After year of planning and work, progress is visible as you pass by the Greater Fort Lauderdale/Broward County Convention Center. The $1.3 billion
project is scheduled to be completed in 2025, and changes to the county-owned venue are becoming apparent.
There’s also a change at the center’s helm; a new general manager is taking over, and he’s someone who has experience with redeveloped, reimagined public event and convention spaces. Charles Beirne has been appointed by ASM Global, the event and venue management company that runs the convention center, as the center’s general manager.
Beirne’s been with ASM for 23 years and worked around the country, including stints
at the Atlantic City Convention Center and his most recent post, the Los Angeles area’s Long Beach Convention & Entertainment Center, where he oversaw a $60 million capital improvement project. Broward’s massive project includes a six-acre waterfront plaza with an amphitheater and three restaurants and an on-site, 800-room Omni hotel that will include amenities such as restaurant and bar options including a rooftop bar, a spa and fitness center. The convention center itself is doubling in size to 1.2 million square feet. The convention center portion of the project will cost $575 million while the hotel portion will cost $725 million, a figure that includes land
“I think Broward’s on the leading edge,” Beirne says of the project. Previously, though the center sat on the Intracoastal, it didn’t really have spaces that made use of that. The new center will take advantage of its location both for the general public and convention center users. “It’s playing on everything that is so great about the greater Fort Lauderdale area,” Beirne says. “I think this will be a fabulous
facility and probably one of the most unique in the country.”
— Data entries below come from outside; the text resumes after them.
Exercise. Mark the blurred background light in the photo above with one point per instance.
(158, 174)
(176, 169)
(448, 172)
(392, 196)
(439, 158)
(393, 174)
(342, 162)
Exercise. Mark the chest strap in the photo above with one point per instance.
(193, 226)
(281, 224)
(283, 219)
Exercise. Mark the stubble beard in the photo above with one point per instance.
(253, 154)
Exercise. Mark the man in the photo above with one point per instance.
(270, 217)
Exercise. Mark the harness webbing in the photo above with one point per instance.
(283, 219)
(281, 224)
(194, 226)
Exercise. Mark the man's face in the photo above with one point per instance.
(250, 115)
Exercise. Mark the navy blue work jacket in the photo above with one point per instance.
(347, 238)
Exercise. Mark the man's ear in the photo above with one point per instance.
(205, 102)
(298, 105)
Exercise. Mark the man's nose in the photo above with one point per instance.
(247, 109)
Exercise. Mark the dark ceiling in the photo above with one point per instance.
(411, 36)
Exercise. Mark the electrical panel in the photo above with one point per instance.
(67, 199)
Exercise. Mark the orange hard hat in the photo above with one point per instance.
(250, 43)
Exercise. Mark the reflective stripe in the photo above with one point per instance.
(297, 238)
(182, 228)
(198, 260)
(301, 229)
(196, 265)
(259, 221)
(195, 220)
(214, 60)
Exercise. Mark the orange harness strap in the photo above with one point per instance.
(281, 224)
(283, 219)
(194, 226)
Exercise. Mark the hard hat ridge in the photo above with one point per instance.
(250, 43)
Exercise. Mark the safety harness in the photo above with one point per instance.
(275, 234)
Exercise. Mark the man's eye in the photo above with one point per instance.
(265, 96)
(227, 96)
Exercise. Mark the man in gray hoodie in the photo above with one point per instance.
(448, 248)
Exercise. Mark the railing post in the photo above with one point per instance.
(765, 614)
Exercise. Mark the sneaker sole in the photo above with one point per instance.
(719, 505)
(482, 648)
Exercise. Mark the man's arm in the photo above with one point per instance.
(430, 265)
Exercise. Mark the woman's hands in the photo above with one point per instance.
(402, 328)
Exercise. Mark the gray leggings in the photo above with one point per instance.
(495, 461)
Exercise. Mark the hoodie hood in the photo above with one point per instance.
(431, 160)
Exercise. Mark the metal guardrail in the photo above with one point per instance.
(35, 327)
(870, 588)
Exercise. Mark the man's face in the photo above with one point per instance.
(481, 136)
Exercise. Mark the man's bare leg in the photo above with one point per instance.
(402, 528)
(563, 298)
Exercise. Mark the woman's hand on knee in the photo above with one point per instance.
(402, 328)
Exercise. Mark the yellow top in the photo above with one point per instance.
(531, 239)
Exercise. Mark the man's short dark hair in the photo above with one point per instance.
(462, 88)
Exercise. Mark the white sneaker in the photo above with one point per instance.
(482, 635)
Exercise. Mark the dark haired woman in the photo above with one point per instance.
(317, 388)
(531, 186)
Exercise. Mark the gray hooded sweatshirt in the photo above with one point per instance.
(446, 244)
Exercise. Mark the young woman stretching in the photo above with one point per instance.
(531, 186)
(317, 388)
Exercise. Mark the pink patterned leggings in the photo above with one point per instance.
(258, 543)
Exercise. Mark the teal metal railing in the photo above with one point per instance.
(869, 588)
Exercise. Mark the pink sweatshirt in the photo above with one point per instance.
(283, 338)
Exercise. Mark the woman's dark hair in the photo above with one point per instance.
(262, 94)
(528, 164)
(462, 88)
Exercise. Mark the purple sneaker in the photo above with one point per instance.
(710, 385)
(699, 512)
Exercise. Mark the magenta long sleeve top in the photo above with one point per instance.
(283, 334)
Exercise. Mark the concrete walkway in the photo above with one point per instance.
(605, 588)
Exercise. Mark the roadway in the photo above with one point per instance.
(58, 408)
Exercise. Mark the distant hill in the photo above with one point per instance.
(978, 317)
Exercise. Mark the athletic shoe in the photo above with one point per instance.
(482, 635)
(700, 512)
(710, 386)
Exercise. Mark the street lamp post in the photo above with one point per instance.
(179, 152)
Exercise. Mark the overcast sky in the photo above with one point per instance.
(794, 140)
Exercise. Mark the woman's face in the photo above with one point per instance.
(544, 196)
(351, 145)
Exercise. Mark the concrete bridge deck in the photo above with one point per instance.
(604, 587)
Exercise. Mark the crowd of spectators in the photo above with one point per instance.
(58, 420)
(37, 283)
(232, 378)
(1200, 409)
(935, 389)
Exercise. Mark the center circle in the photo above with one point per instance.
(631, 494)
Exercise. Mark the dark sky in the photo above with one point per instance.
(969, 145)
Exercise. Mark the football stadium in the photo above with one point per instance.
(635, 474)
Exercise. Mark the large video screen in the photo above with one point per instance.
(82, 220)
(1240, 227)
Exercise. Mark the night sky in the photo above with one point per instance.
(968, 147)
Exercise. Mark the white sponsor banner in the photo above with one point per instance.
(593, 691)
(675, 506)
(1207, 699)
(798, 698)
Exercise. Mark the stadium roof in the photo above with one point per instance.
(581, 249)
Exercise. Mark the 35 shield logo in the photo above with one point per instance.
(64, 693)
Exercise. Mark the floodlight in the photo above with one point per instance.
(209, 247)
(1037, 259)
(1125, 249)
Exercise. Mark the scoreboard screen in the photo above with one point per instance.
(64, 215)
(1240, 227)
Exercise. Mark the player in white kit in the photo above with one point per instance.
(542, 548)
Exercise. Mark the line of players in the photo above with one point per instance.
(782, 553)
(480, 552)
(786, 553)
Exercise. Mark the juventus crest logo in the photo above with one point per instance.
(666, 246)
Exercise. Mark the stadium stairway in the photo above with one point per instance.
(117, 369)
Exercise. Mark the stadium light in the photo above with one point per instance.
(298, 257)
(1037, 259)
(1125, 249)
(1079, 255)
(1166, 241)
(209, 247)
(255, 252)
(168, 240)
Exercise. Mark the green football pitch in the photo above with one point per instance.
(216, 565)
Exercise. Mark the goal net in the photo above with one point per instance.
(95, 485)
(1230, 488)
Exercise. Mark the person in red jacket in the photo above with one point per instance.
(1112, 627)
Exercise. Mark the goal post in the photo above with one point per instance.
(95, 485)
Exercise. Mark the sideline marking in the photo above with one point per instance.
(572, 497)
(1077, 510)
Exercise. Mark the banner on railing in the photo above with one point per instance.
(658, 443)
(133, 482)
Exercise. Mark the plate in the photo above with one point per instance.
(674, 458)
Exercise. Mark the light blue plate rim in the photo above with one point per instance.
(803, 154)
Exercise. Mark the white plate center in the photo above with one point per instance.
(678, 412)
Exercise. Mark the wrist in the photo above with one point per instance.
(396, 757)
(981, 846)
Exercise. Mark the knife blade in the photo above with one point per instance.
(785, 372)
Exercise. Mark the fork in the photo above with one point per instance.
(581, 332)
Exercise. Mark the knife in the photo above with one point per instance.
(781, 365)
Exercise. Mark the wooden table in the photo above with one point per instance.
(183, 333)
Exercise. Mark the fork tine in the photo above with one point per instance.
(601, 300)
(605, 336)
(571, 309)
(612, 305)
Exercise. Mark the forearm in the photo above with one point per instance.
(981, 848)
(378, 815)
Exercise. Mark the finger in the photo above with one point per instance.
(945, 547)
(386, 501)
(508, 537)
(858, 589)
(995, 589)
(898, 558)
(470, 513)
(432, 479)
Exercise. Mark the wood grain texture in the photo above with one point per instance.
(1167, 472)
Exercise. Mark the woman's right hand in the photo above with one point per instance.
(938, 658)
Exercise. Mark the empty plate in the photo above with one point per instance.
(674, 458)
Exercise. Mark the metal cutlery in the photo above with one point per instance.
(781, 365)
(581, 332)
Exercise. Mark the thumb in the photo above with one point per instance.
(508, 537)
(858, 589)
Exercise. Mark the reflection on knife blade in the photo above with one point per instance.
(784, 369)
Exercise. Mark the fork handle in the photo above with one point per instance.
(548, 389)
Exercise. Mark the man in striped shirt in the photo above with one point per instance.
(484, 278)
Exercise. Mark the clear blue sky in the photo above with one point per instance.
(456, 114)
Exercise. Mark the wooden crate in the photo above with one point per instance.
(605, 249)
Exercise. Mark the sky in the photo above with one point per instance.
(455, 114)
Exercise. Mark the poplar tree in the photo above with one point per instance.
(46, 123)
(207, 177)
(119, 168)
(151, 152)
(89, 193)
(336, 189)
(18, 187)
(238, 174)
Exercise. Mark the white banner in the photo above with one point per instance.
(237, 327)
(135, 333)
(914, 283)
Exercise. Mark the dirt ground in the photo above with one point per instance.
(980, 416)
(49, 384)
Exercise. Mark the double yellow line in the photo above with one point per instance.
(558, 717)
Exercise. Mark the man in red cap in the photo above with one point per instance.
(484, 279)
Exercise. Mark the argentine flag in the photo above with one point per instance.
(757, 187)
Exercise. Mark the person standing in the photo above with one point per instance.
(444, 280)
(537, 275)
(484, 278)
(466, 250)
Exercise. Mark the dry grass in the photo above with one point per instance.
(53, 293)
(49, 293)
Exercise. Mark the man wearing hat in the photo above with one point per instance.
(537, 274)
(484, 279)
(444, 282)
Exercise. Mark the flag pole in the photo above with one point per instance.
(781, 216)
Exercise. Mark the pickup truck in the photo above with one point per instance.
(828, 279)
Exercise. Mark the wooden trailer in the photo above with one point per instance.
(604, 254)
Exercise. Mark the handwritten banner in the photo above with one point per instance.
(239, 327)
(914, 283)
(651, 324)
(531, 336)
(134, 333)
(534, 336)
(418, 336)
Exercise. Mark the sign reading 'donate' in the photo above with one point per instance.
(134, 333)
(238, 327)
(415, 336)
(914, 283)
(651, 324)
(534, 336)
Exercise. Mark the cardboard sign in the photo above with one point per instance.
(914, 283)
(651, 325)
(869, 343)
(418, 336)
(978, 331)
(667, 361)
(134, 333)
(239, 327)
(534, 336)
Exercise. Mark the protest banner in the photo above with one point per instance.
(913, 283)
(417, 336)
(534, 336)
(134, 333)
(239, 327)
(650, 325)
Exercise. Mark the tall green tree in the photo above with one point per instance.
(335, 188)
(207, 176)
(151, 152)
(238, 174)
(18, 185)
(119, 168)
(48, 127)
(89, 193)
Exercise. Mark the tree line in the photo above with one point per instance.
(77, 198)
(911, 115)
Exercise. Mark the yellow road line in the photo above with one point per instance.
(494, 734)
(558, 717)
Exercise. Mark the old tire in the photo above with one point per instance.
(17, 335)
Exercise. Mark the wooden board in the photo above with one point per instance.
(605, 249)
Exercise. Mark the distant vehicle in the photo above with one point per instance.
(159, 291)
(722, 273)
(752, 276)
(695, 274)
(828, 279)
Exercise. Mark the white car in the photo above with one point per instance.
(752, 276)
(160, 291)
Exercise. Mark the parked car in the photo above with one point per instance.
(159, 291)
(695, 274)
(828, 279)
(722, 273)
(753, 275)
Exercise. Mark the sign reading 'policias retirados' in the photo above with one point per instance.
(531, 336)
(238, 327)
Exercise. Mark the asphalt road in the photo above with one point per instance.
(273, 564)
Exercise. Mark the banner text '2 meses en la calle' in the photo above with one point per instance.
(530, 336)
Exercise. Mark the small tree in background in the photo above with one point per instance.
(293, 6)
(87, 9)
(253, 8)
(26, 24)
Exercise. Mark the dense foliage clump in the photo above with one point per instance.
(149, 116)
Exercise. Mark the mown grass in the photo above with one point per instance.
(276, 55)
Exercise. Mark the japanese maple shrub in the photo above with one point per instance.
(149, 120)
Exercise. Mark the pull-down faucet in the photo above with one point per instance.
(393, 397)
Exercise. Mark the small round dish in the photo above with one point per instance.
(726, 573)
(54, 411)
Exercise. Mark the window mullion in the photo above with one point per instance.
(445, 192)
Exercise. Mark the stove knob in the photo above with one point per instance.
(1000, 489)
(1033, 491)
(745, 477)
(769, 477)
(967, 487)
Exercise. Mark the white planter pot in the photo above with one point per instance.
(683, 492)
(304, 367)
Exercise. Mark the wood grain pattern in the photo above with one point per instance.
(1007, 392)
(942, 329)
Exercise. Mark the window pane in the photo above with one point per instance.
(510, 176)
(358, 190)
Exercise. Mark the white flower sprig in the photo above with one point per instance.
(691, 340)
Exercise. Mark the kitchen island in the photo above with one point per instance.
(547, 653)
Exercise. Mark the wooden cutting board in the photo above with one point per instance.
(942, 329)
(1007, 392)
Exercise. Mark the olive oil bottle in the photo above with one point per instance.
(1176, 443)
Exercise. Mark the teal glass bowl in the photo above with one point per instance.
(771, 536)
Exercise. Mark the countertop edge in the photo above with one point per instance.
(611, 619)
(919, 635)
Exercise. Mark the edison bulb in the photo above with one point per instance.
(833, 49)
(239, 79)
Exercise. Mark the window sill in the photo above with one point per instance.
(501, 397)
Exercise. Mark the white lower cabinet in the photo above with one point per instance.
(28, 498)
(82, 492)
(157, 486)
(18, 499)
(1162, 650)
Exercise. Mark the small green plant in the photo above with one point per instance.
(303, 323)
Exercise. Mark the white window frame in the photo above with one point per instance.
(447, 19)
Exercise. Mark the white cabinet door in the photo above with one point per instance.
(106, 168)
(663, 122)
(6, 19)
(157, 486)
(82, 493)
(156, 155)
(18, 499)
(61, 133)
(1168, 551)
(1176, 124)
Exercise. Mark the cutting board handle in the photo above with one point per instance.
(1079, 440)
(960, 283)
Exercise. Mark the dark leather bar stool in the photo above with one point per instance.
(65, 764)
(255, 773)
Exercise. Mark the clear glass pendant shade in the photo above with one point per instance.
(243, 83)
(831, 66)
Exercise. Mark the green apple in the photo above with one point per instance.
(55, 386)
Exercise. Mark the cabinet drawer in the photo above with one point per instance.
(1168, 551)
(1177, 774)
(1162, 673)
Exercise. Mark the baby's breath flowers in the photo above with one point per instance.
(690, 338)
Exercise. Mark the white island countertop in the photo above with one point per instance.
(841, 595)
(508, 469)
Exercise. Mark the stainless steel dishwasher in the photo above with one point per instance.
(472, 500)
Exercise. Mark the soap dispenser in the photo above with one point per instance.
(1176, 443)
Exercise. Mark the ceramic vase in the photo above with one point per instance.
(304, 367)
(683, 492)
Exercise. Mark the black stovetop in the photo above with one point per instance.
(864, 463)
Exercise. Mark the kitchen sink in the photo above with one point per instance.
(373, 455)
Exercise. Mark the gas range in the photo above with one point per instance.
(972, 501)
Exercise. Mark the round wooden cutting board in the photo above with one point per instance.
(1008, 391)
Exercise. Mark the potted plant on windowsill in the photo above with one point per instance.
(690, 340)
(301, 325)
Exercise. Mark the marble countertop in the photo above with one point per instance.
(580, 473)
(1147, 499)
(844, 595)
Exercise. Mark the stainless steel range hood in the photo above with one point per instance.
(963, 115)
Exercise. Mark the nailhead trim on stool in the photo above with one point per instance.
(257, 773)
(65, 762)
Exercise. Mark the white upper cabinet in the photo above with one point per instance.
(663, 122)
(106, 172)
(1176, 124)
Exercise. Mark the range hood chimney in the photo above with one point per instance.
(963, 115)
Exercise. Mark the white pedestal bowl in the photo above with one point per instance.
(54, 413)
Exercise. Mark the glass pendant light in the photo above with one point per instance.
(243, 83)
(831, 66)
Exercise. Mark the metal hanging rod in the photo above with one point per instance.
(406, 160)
It’s also playing on new trends in convention center use.
“It’s a new direction I believe the industry’s going; people want to have more areas to get together, to do business,” he says. “People want to get together again, they want to be outside. Our goal is to have people come to the center, connect, collaborate and communicate.”
More and more, meeting and convention organizers are looking for interesting outdoor
spaces to hold breakout events, Visit Lauderdale marketing and communications senior
executive JoNell Modys says. Often, that involves renting coaches to take attendees to an off-site location. Not necessary here.
“You’re coming to a destination, to an experience for your show,” Beirne says.
To that end, they’re also doing things like hiring a new executive chef – the food level at the convention center has been good, but they want to bump everything up to the next level. The 800-room Omni also makes it more sellable to groups.
Now, the work continues in and around a convention center that remains open for business. Right now an additional 200,000 square feet of space is already in use, as well as two ballrooms. Soon, the public will be able to see even more. And, they stress, with its outdoor public spaces, restaurants and other amenities, this will be a space for the general public as well as convention and event attendees.
“Broward County,” Modys says, “is inviting the community to come into that space.”